The Central Bank of Iran (CBI) says it plans to create what it has described as a secondary currency market to help ease tensions that plunged the rial against the US dollar to a record low level on Sunday.
CBI chief Valiollah Seif told reporters on Monday that the secondary currency market would be dedicated to selling US dollars to importers of “essential goods” by exporters of non-oil products such as petrochemicals.
Seif said the rate of the dollars would be the same as officially determined by the CBI, IRNA reported. Other news agencies said the secondary currency market would be formed within the next week.
The Iranian rial plunged to a record low against the US dollar on the unofficial market on Sunday.
The dollar was being offered for as much as 87,000 rials, compared to around 75,500 on Thursday, the last trading day before Iran's weekend, Reuters reported.
In April, the rial also plunged to its lowest level against the dollar in the free market.
This forced Iran’s police to shut down several currency exchange shops and arrest a number of money changers after what was seen as a serious turmoil in exchange rates.
They intervened after the plunge of the rial which has dropped to around 45,000 against the US dollar from 37,700 in mid-2017.

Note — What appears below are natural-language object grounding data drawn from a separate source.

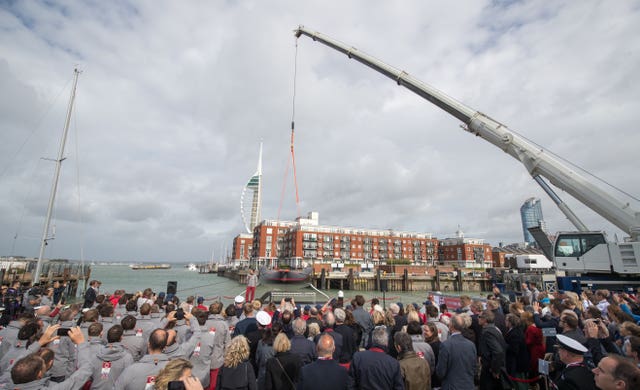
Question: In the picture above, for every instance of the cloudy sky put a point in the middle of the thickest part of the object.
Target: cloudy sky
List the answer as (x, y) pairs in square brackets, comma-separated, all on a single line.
[(175, 98)]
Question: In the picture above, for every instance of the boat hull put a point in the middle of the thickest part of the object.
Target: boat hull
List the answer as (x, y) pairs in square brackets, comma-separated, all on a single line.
[(149, 266), (285, 275)]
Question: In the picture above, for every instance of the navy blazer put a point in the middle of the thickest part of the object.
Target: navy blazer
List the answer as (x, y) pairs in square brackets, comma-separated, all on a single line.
[(323, 375), (457, 363)]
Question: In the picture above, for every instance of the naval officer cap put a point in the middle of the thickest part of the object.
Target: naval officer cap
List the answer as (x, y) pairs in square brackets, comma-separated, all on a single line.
[(571, 345)]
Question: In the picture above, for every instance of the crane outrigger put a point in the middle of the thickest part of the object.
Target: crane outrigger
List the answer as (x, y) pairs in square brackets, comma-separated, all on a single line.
[(580, 253)]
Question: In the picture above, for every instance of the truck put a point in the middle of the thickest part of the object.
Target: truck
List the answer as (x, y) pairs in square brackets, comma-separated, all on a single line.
[(583, 258)]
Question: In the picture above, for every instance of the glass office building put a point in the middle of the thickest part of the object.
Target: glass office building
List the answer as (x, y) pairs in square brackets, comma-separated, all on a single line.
[(531, 214)]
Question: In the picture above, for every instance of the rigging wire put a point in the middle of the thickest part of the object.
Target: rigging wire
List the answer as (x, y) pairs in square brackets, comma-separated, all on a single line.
[(79, 204)]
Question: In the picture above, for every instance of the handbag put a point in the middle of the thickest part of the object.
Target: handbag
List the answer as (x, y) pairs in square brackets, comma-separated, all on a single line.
[(285, 374)]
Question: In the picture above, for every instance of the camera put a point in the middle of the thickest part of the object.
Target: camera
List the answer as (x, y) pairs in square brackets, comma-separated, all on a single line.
[(175, 385)]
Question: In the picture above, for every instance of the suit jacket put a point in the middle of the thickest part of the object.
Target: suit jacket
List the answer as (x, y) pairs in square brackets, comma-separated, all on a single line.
[(322, 375), (457, 363), (492, 349), (89, 297), (576, 378)]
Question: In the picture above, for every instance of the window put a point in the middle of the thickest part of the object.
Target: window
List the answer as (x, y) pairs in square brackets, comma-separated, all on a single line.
[(577, 245)]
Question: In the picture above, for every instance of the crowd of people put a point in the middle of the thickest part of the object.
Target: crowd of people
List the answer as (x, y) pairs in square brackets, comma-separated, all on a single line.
[(155, 341)]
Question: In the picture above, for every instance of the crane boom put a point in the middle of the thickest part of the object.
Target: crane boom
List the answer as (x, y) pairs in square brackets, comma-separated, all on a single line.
[(536, 160)]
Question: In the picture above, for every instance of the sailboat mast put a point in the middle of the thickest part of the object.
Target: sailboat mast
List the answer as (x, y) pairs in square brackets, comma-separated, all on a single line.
[(54, 187)]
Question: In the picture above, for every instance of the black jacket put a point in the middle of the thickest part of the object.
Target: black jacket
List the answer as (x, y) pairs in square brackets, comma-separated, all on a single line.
[(240, 377), (349, 342), (323, 375), (517, 353), (492, 349), (304, 348), (374, 369), (283, 371)]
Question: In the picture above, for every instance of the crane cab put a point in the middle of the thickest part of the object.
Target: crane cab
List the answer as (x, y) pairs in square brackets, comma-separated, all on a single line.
[(589, 252)]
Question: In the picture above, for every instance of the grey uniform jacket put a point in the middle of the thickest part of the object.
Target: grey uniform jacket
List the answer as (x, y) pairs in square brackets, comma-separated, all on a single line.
[(109, 362), (8, 336), (73, 382), (199, 349), (65, 354), (139, 375), (222, 339), (134, 343), (457, 363)]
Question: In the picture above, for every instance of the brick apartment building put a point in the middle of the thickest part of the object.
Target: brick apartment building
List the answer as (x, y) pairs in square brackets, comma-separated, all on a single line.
[(305, 241)]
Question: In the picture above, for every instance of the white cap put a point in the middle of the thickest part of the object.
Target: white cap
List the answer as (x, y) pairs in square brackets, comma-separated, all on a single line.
[(571, 345), (263, 318)]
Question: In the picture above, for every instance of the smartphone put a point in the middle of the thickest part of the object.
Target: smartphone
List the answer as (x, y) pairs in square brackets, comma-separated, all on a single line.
[(176, 385)]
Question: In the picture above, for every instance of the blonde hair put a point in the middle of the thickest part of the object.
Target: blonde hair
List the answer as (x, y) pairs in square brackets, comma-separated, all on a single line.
[(237, 352), (171, 372), (281, 343), (377, 317), (314, 329), (413, 316)]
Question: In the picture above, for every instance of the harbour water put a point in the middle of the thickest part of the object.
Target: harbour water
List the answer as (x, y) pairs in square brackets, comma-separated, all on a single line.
[(213, 287)]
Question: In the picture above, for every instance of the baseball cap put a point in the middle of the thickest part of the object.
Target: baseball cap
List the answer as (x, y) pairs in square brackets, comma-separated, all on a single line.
[(263, 318)]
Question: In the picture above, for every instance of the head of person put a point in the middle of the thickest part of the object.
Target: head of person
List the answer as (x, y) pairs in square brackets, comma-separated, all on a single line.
[(326, 346), (430, 332), (95, 330), (28, 369), (236, 352), (512, 321), (432, 311), (402, 342), (314, 329), (281, 343), (487, 317), (128, 322), (114, 334), (616, 373), (457, 323), (176, 370), (145, 309), (328, 319), (299, 326), (131, 305), (633, 349), (215, 308), (157, 341), (379, 337)]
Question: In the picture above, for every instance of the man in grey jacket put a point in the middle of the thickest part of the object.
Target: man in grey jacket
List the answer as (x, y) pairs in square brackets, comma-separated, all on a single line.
[(457, 361), (132, 339), (142, 375), (223, 338), (200, 348), (363, 319), (29, 372), (110, 361)]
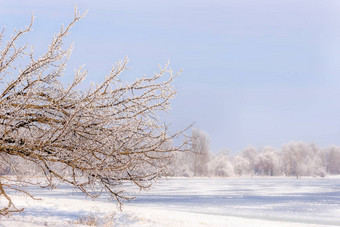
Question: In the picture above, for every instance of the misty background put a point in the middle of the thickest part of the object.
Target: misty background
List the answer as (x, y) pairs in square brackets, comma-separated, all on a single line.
[(254, 72)]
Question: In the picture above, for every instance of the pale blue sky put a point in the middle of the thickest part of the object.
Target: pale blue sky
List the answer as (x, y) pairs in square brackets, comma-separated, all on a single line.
[(255, 72)]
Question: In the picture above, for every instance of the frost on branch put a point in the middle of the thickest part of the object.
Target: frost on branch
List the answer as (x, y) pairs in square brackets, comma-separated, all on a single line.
[(93, 139)]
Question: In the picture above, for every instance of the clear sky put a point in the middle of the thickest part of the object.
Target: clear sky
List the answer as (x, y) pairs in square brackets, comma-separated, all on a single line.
[(255, 72)]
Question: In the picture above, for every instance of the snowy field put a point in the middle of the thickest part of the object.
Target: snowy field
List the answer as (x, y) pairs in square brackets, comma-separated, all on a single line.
[(193, 202)]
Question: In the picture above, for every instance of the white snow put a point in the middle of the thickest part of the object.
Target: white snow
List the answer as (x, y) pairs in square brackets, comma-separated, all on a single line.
[(192, 202)]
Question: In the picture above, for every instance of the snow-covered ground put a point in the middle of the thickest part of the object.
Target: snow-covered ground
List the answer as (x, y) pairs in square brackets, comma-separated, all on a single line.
[(193, 202)]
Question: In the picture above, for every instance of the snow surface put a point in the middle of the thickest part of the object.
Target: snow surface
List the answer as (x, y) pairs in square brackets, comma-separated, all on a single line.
[(192, 202)]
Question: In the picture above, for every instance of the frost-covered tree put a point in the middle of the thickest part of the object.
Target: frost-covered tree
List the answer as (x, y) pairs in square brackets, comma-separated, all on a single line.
[(331, 159), (93, 139), (200, 152), (301, 159), (267, 162), (250, 154), (220, 165)]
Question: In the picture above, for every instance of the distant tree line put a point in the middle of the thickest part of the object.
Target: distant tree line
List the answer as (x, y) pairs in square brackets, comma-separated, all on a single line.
[(292, 159)]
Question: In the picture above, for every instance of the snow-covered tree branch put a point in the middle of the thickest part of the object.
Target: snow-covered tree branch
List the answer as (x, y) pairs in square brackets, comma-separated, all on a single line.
[(93, 139)]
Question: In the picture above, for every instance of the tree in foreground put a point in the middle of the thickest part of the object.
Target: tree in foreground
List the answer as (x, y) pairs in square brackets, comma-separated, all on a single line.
[(93, 139)]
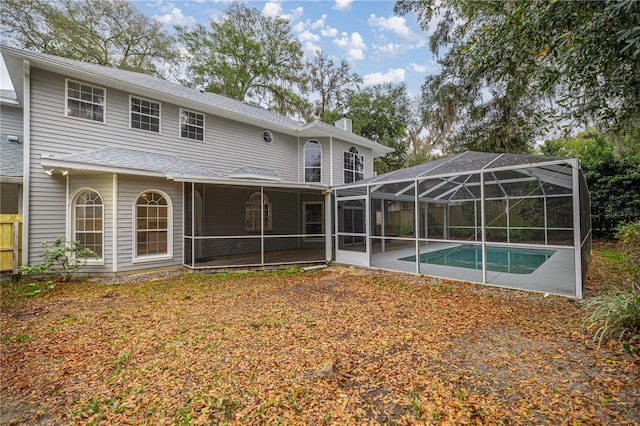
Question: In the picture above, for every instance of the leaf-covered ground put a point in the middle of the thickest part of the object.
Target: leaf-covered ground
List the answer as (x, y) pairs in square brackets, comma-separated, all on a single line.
[(336, 346)]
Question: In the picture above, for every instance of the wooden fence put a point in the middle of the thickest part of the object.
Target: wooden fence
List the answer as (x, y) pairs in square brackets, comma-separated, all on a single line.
[(10, 243)]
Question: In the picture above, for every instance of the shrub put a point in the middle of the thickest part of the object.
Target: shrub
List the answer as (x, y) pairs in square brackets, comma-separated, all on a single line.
[(616, 314), (62, 258)]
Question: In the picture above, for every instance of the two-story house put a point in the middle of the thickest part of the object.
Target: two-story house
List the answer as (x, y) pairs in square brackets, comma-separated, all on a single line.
[(149, 173)]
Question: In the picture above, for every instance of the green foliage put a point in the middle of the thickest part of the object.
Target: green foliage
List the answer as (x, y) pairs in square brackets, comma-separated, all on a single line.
[(110, 33), (629, 235), (62, 258), (611, 167), (615, 314), (380, 113), (249, 57), (330, 81), (512, 69)]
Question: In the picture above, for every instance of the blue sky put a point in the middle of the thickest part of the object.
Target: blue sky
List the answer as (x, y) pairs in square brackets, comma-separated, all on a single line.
[(379, 45)]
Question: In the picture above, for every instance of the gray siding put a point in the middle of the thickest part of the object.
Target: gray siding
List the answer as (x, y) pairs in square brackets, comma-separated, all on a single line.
[(10, 120), (9, 196), (227, 145)]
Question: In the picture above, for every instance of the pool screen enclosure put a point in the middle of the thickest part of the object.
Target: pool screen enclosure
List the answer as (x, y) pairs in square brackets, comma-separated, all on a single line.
[(508, 220)]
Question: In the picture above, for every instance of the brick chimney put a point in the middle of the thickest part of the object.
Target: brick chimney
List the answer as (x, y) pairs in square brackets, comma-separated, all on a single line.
[(344, 124)]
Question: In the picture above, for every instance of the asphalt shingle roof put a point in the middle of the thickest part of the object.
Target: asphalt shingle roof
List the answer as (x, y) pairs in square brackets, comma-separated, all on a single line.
[(138, 160)]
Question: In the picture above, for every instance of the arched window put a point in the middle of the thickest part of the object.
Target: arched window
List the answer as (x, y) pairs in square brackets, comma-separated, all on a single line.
[(153, 226), (353, 165), (312, 161), (253, 212), (87, 220)]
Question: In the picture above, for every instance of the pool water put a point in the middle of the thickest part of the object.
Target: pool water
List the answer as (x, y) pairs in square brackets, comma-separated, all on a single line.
[(513, 260)]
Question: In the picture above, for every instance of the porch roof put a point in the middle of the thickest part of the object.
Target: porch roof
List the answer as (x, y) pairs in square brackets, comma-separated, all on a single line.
[(143, 163)]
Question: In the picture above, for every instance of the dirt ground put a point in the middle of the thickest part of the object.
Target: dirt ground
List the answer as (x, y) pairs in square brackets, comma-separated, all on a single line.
[(334, 346)]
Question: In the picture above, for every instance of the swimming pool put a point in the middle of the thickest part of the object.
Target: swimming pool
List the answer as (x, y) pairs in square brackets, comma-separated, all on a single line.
[(513, 260)]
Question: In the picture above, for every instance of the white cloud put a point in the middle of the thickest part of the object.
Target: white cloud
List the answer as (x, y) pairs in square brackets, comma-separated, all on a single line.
[(395, 24), (272, 9), (309, 49), (175, 17), (343, 5), (418, 68), (307, 35), (391, 76), (352, 45)]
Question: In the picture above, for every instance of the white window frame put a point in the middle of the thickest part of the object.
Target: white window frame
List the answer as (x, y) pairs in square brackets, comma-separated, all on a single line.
[(317, 238), (353, 153), (252, 207), (67, 98), (131, 112), (308, 144), (181, 123), (71, 229), (152, 257)]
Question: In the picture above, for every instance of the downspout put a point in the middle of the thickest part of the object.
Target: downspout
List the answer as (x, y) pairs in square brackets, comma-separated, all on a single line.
[(26, 161), (114, 225), (331, 161), (577, 240)]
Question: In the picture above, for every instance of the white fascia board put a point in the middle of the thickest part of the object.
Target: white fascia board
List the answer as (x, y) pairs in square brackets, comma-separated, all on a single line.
[(11, 179), (241, 182), (74, 165)]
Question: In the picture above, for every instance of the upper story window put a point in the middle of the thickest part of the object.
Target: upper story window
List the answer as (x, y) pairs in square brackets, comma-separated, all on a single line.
[(85, 101), (353, 165), (191, 125), (145, 114), (87, 220), (312, 161)]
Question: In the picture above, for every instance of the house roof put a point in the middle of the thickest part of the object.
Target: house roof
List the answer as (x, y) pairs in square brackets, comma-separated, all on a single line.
[(126, 161), (142, 163), (164, 90)]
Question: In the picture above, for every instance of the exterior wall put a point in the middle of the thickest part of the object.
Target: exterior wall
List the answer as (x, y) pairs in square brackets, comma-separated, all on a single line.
[(10, 120), (227, 145), (9, 198)]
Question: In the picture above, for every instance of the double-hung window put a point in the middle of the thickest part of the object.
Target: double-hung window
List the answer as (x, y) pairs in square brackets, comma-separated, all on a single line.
[(85, 101), (191, 125), (353, 165), (145, 114)]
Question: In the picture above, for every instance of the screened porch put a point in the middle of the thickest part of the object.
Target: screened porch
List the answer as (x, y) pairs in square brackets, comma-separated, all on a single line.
[(229, 226)]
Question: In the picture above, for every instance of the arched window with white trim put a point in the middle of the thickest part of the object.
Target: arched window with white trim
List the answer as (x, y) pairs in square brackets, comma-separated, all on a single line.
[(312, 161), (353, 165), (87, 218), (153, 225)]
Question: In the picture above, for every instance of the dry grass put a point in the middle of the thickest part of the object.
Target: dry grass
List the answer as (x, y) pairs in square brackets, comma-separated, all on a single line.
[(339, 346)]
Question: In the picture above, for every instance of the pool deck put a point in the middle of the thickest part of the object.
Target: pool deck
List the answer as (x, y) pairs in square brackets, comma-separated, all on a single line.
[(555, 276)]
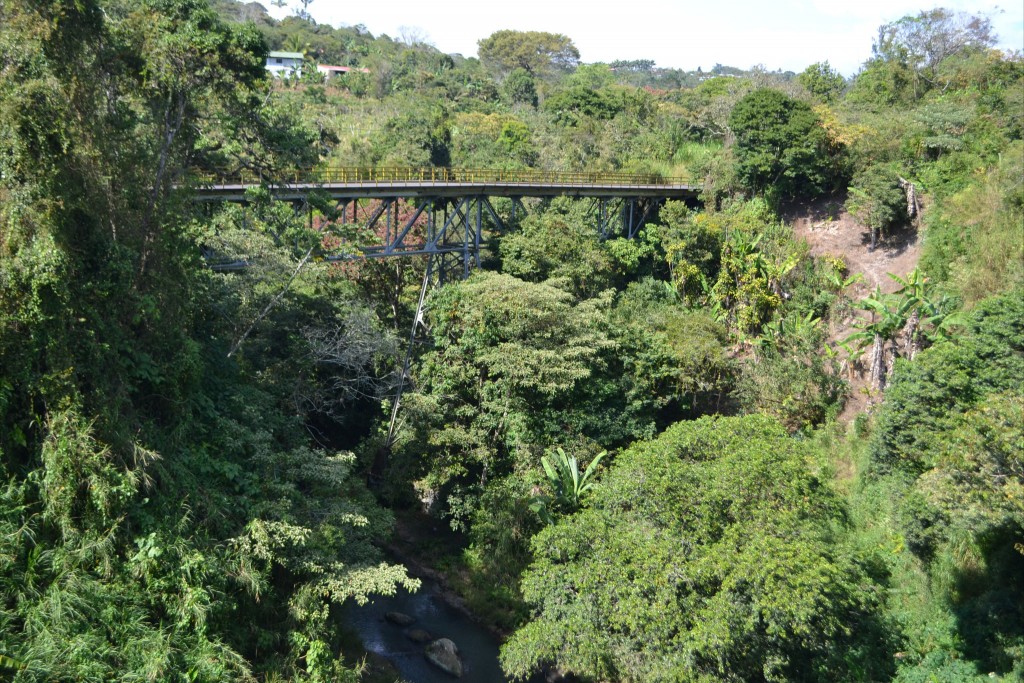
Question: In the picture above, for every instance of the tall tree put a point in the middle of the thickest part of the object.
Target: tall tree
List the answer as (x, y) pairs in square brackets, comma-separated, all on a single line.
[(537, 51), (780, 144), (702, 555)]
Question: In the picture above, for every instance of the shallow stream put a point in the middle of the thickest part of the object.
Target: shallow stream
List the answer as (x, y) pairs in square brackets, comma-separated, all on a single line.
[(477, 647)]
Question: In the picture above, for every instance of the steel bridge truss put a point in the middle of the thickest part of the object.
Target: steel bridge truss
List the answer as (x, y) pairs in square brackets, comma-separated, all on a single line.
[(450, 231), (455, 226)]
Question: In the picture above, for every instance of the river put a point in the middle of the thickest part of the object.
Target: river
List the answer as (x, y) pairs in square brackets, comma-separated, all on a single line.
[(477, 647)]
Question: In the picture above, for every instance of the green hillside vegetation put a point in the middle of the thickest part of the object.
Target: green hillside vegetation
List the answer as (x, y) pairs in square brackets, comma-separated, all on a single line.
[(194, 468)]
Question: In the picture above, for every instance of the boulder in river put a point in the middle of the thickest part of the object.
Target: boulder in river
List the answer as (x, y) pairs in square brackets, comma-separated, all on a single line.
[(443, 654), (399, 619), (419, 636)]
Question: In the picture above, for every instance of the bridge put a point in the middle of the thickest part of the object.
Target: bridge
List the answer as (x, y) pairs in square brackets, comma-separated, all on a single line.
[(444, 216), (450, 205)]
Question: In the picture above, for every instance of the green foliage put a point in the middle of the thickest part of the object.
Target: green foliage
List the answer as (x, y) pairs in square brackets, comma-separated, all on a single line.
[(927, 396), (566, 483), (822, 81), (535, 51), (509, 358), (878, 200), (561, 247), (974, 245), (573, 105), (704, 554), (780, 145), (519, 87)]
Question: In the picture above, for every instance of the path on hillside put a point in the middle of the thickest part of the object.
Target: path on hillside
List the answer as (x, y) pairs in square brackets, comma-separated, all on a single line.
[(830, 230)]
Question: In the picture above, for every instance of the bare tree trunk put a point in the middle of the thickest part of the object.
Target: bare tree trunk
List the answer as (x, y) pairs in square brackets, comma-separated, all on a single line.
[(912, 344), (879, 363), (911, 198)]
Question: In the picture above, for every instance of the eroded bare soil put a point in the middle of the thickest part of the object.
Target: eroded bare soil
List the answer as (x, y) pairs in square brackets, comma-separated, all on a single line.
[(830, 230)]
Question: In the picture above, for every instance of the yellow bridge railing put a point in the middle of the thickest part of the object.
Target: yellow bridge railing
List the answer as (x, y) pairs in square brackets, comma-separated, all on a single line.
[(392, 174)]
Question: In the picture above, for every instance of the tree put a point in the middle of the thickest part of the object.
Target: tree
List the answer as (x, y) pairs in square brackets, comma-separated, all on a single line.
[(877, 198), (780, 145), (537, 52), (924, 42), (519, 87), (702, 555), (822, 81)]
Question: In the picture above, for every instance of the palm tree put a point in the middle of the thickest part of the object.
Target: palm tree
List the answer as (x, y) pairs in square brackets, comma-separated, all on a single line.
[(567, 484)]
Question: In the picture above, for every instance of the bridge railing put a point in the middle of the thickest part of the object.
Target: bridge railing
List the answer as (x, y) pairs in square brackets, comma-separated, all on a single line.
[(431, 174)]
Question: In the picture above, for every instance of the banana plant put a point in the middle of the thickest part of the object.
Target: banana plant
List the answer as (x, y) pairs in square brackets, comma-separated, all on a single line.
[(567, 485)]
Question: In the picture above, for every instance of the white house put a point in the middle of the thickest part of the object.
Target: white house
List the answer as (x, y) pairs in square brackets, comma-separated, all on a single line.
[(330, 71), (284, 63)]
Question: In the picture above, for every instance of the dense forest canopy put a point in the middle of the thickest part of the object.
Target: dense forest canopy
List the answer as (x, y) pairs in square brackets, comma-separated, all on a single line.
[(717, 451)]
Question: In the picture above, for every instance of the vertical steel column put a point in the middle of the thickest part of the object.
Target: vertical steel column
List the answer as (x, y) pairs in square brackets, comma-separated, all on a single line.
[(417, 322)]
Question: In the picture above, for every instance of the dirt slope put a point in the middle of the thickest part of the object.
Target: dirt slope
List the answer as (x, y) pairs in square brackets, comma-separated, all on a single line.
[(830, 230)]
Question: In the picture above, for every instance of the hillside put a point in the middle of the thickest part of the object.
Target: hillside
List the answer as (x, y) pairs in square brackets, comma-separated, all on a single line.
[(775, 436)]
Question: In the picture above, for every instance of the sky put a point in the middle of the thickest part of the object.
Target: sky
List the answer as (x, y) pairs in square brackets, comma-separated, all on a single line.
[(777, 34)]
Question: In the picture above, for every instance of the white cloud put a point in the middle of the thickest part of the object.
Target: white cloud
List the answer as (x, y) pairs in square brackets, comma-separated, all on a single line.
[(779, 34)]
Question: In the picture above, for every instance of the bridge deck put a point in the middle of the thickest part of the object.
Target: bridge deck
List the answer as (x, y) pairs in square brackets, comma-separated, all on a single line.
[(348, 183)]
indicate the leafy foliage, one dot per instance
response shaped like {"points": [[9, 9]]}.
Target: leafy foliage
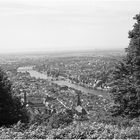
{"points": [[126, 88], [11, 110]]}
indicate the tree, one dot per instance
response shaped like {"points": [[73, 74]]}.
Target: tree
{"points": [[11, 109], [126, 87]]}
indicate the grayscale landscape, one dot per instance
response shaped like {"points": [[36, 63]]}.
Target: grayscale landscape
{"points": [[69, 69]]}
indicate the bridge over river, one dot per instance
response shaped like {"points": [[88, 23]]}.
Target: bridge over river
{"points": [[37, 75]]}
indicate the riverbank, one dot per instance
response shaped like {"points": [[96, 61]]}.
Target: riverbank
{"points": [[84, 90]]}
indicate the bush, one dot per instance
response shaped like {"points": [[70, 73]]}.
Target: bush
{"points": [[11, 109]]}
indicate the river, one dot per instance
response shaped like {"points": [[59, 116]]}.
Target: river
{"points": [[37, 75]]}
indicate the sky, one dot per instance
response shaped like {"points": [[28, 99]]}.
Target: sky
{"points": [[61, 25]]}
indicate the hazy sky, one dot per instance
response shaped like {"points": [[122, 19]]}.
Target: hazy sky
{"points": [[47, 25]]}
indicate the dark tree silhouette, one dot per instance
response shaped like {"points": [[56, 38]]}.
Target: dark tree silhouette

Commercial bankers at the time linked the rial’s slide partly to seasonal demand for US dollars, which rises around the end of the Persian year (March 21) when many Iranians travel abroad.
However, some maintained that US President Donald Trump’s hostile rhetoric, including his threat to scrap a landmark nuclear deal with Iran, had been effective in the deterioration of the rial’s depreciation.
In May, Trump announced that he would pull America out of a 2015 nuclear agreement with Iran and re-impose the sanctions that the deal had envisaged to be lifted.
He has already emphasized that the sanctions which would be imposed on Iran would be “at the highest level”.
The sanctions would include a universal ban on Iran over buying or acquiring US dollars as well as restrictions over purchases of crude oil from the country and investing in its oil sector projects.